Es sieht so aus, als wären Sie in einige der häufigsten Fallstricke geraten, aber keine Sorge, sie können behoben werden :)

Zuerst müssen Sie Ihre Anwendung etwas anders betrachten und sie in Stücke zerlegen. Wir können die Stücke in zwei Richtungen teilen. Zuerst können wir die Steuerungslogik (die Geschäftsregeln, den Datenzugriffscode, den Benutzerrechtscode, all diese Dinge) vom UI-Code trennen. Zweitens können wir den UI-Code in Blöcke zerlegen.

Also werden wir zuerst den letzten Teil machen und die Benutzeroberfläche in Teile zerlegen. Der einfachste Weg, dies zu tun, besteht darin, ein einziges Host-Formular zu haben, auf dem Sie Ihre Benutzeroberfläche mit Benutzersteuerelementen zusammenstellen. Jedes Benutzersteuerelement ist für einen Bereich des Formulars verantwortlich. Stellen Sie sich vor, Ihre Anwendung hatte eine Liste von Benutzern, und wenn Sie auf einen Benutzer klicken, wird ein Textfeld darunter mit dessen Details gefüllt. Sie können ein Benutzersteuerelement haben, das die Anzeige der Benutzerliste verwaltet, und ein zweites, das die Anzeige der Benutzerdetails verwaltet.
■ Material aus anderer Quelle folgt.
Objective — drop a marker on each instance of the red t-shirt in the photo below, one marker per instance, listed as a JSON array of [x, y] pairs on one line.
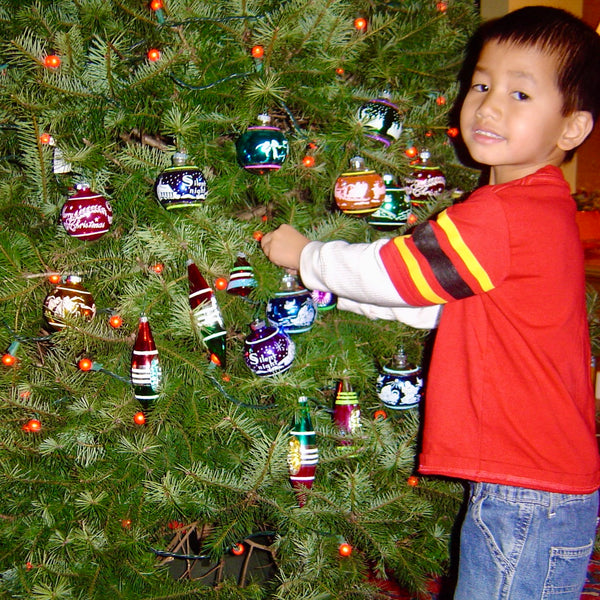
[[509, 397]]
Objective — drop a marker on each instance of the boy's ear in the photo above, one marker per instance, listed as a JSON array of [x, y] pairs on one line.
[[578, 126]]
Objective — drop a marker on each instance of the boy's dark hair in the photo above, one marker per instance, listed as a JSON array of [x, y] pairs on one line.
[[574, 44]]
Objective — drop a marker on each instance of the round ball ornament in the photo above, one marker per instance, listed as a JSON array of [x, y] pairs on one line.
[[399, 384], [86, 215], [425, 181], [381, 120], [359, 191], [293, 308], [268, 350], [262, 148], [395, 209], [181, 185], [68, 300]]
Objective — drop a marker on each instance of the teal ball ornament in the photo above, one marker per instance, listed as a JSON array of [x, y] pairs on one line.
[[182, 185], [262, 148], [381, 120]]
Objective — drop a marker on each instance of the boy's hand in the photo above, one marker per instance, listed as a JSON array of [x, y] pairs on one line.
[[284, 246]]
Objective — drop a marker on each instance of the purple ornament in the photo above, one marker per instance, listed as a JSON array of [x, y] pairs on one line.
[[268, 350], [86, 215]]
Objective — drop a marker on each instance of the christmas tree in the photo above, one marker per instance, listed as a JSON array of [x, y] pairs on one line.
[[148, 432]]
Der eigentliche Trick dabei ist, wie Sie die Kommunikation zwischen den Steuerelementen verwalten. Sie möchten nicht, dass 30 Benutzersteuerelemente im Formular zufällig Verweise aufeinander enthalten und Methoden aufrufen.
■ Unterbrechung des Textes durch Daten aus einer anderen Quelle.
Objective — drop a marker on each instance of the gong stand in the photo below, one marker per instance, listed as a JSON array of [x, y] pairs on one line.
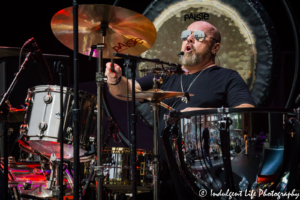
[[224, 124], [295, 140]]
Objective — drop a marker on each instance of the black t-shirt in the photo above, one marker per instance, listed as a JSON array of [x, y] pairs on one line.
[[213, 88]]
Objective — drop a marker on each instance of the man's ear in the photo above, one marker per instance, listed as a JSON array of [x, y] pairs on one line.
[[216, 48]]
Sie erstellen also für jedes Steuerelement eine Schnittstelle. Die Schnittstelle enthält die Operationen, die das Steuerelement akzeptiert, sowie alle Ereignisse, die es auslöst. Wenn Sie an diese App denken, ist es Ihnen egal, ob sich die Listenauswahl der Listenfelder ändert. Sie sind daran interessiert, dass sich ein neuer Benutzer geändert hat.
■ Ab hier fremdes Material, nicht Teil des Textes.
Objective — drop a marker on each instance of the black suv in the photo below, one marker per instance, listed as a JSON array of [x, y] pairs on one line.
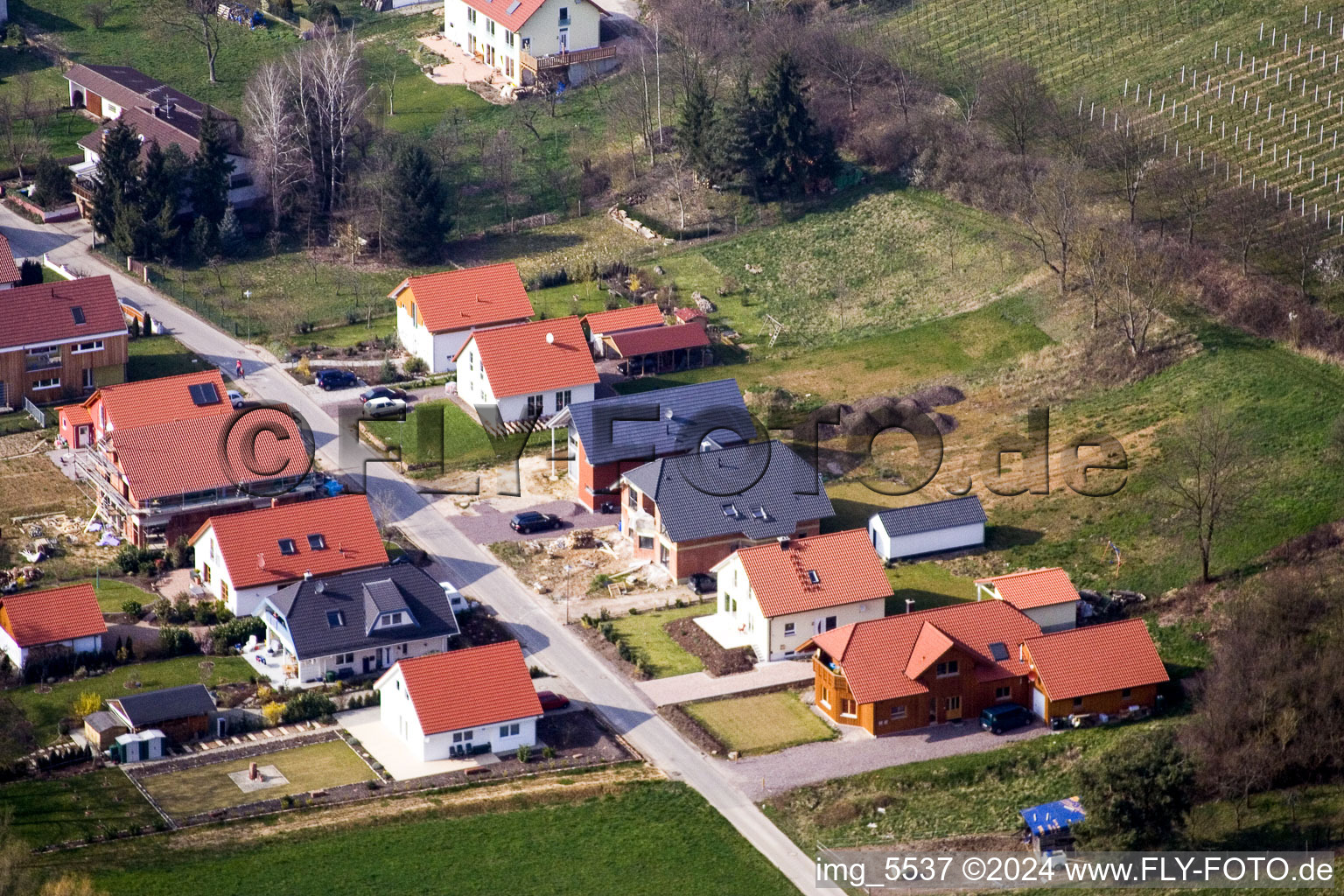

Bei Verwendung unserer Beispiel-App würde die erste Schnittstelle für das Steuerelement, das die Listbox der Benutzer hostet, ein Ereignis namens UserChanged enthalten, das ein Benutzerobjekt ausgibt.

Das ist großartig, denn wenn Sie sich jetzt von der Listbox langweilen und eine 3D-Zoomy-Magic-Eye-Steuerung wünschen, codieren Sie sie einfach auf derselben Oberfläche und schließen sie an :)

Ok, also Teil zwei, der die UI-Logik von der Domänenlogik trennt. Nun, dies ist ein abgenutzter Weg und ich würde empfehlen, dass Sie sich hier das MVP-Muster ansehen. Es ist wirklich einfach.

Jedes Steuerelement wird jetzt als Ansicht (V in MVP) bezeichnet, und wir haben bereits das meiste behandelt, was oben benötigt wird. In diesem Fall die Steuerung und eine Schnittstelle dafür.

Alles, was wir hinzufügen, ist das Modell und der Präsentator.

Das Modell enthält die Logik, die Ihren Anwendungsstatus verwaltet. Sie kennen das Zeug, es würde in die Datenbank gehen, um die Benutzer zu erhalten, in die Datenbank zu schreiben, wenn Sie einen Benutzer hinzufügen, und so weiter. Die Idee ist, dass Sie all dies völlig isoliert von allem anderen testen können.

Der Moderator ist etwas schwieriger zu erklären. Es ist eine Klasse, die zwischen dem Modell und der Ansicht liegt. Es wird von der Ansicht erstellt und die Ansicht wird über die zuvor beschriebene Schnittstelle an den Präsentator übergeben.

Der Moderator muss keine eigene Oberfläche haben, aber ich erstelle trotzdem gerne eine. Legt fest, was der Präsentator explizit tun soll.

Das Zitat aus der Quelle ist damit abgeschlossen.